RFC: locale-source validation script
Commit Message
Zack Weinberg <zackw@panix.com> wrote:
> On Wed, Jul 26, 2017 at 8:44 AM, Mike FABIAN <mfabian@redhat.com> wrote:
>> Zack Weinberg <zackw@panix.com> wrote:
>>
>>> - The complaints about "inappropriate character '\t'" are all caused
>>> by _unintentional_ tabs inside strings.

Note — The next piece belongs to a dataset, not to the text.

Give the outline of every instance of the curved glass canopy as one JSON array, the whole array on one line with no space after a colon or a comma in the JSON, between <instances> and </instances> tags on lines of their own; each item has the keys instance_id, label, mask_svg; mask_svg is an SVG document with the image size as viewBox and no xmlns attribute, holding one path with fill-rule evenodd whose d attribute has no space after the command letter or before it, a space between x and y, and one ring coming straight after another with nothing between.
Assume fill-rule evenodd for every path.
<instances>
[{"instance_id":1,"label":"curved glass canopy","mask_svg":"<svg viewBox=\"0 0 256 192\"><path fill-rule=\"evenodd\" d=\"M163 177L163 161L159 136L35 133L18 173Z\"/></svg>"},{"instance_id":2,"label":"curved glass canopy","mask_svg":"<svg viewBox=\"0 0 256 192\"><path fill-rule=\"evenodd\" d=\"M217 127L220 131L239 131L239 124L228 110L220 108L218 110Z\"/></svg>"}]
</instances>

If you write
>>>
>>> message "xyz/
>>> abc"
>>>
>>> the whitespace on the second line gets included in the string, which
>>> is not what you want.
>>
>> Yes, at the moment we get for example:
>>
>> $ LC_ALL=et_EE.UTF-8 locale -k postal_fmt
>> postal_fmt="%a%N %f%N %d%N %b%N %s%t%h%t%e%t%r%N %C-%z %T%N %c%N"
>>
>> I’ll fix it like this, this is far more readable as well:
>
> Note that there's probably a bunch of similar cases where the
> undesirable whitespace is just space characters, no tabs - my script
> won't catch that. (I won't be working on it today, but this is on my
> list of things to fix.)
Just as a quick hack to find these cases I added the following to
your script to find sequences of 2 or more spaces in strings:
This found only 3 instances of space sequences, all of them appeared
to be errors and I pushed a fix.
@@ -369,6 +369,9 @@
if c != ' ' and not isgraph(c):
log.error(fp.lineno, "inappropriate character {!r} in {}",
c, "string" if end_char == '"' else "symbol")
+ if c == ' ' and tbuf[-1:] == [' ']:
+ log.error(fp.lineno, "suspicous sequence of spaces {}", tbuf)
+ tbuf.append(c)
else:
tbuf.append(c)